Appearing near you…

Readings, interviews, signing appearances are complex and widely varying things for an author – and for those hosting. They are also receding from the book landscape to a degree, as marketing moves online and brick and mortar stores decline. The cost/return ratio for a publisher to fly an author around gets iffy. Many times now, a signing tour is paid for by the author, as he or she flies/drives hither and yon and may even be doing the bookstore liaisons him or herself. A reality of the bookworld today. These author-funded tours are common in genre fiction, especially, because there are still good specialty bookstores around (crossing fingers for all these indies) and there are also conventions to give something of a springboard, with an area tour launched around one.

Signings can also be hugely stressful for author and bookstore. Ego and anxiety kick in hard sometimes. Stars can get prickly if they feel under-appreciated or under-promoted. The store doesn’t want it to be a failure, and the author, obviously, does want people to be there. Also books – books in the store are good. Many of the great horror stories of Old Time Tours involve stock not being there when the author was.

When we launched Under Heaven in Canada, the attendance at the Toronto Reference Library for the reading and onstage interview blew past what both publisher and library had expected. It was wonderful, and a bit crazy. The library started hustling more chairs down the service elevator from wherever they lock up their folding chairs, and Penguin … well, they did truly yeoman service, but with some good luck, too.

Purely by coincidence, the launch coincided with the national sales rep meeting in Toronto and all the reps attended that evening, with a reception at a nearby bar beforehand. (I stayed sober and judicious, they didn’t have to.) When we all got to the actual event and they saw what was happening, the Toronto-area reps scattered to their cars where they all had some stock, others zipped up to the office where there were other books (the warehouse was too far) and the bookstore on duty was furnished with just enough copies to avoid a real awkwardness. It was actually a pretty impressive exercise of publisher adroitness.

By now, as a craggy (too craggy) veteran of the game, I am pretty relaxed about events. I have read in recent years for 15 people and for many hundreds in another city two days later, and have been surprised both ways, though not rattled. So many variables can come into it, not just how well the event is publicized. I have been known to thank the NHL in my opening remarks for not scheduling a playoff game during a reading.

There are variables, too, in how the actual event unfolds. Some venues are very dear to me. I used to love launching books in University of Toronto’s Hart House Library and Reading Room. It was a wonderful room with deep dimpled leather couches, and I had personal memories of cutting law school classes to read The New Yorker or Harpers there. There was a warmth, a feeling in that room as it grew crowded; we all felt connected to each other. Actors will know how much the space matters. When the Canadian launches outgrew that space (fire marshall rules, believe it or not) and we reluctantly moved over for a couple of years to the nearby theatre, it suddenly felt so formal, so distant, by comparison.

I still like doing smaller, more intimate events. Some years ago I was invited out to the Carmel/Monterey area by some readers who arranged a dinner gathering of 12-15 people at a restaurant, then a larger (but not too large) invitation-based reading and signing at an indie bookstore that stayed open after-hours. It was wonderful, classy, memorable. I have some terrific readers.

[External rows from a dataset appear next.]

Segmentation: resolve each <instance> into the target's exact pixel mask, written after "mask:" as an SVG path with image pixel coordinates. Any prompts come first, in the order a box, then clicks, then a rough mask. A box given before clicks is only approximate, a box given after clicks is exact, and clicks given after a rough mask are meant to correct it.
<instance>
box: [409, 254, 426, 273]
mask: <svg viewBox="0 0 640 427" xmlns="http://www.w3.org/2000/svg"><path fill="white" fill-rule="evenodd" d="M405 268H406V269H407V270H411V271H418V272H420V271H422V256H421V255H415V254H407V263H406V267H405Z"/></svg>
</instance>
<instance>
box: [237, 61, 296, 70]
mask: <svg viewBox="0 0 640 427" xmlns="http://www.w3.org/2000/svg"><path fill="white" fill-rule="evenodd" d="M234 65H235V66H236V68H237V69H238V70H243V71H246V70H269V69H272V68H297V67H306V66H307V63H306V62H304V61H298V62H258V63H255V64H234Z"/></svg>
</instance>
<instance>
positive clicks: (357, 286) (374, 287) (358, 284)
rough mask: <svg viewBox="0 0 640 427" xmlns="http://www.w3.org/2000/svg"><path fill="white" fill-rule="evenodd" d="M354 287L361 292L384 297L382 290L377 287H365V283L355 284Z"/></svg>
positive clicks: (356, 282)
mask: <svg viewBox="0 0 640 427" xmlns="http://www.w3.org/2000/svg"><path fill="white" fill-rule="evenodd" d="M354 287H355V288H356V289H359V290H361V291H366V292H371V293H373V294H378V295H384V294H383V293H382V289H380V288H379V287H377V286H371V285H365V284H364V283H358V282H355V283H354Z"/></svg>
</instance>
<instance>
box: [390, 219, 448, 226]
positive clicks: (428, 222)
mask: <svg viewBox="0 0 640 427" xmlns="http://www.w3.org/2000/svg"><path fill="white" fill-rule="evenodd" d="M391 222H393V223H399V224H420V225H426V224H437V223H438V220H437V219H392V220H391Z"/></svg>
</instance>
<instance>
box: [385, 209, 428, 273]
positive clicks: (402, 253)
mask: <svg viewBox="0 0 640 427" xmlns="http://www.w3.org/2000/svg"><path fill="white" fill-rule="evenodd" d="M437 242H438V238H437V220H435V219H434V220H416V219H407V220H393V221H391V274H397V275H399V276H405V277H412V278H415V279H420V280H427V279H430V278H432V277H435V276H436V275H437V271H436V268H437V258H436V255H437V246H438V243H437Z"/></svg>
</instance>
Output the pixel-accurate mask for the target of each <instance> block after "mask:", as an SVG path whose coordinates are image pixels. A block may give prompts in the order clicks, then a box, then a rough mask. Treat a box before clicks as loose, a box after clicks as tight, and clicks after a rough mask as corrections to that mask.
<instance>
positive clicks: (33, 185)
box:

This Saturday I am doing something similar, also in California as it happens (the database is too small to draw firm conclusions, though!). There is a group of Canadians in the techworld there, in Silicon Valley, they have annual picnics on Canada Day and various  events through the year, and I am one such event this week, though they have opened it to all readers.

The information link is here, by way of Kepler’s Books, a wonderful bookstore in Menlo Park (it really is terrific) which will be selling books that night:

http://www.keplers.com/event/guy-gavriel-kay-0

You click through to the registration from there. This is an evening event with wine and food and chat, with a short reading and interview tucked in. It is in a private home, and there is even valet parking. I joked on Twitter (what, joke on Twitter?) that I could not vouch for the valets handling quadrigas.

I am genuinely looking forward to this. The chance to mingle this way, have some time to actually talk, as opposed to a signing lineup where I feel guilty chatting with people too long if others are waiting patiently behind them, is so nice. I expect there will be some football talk, as Sunday is San Francisco vs Seattle, along with ManningBrady Redux.

If anyone brings a quadriga, I expect a ride.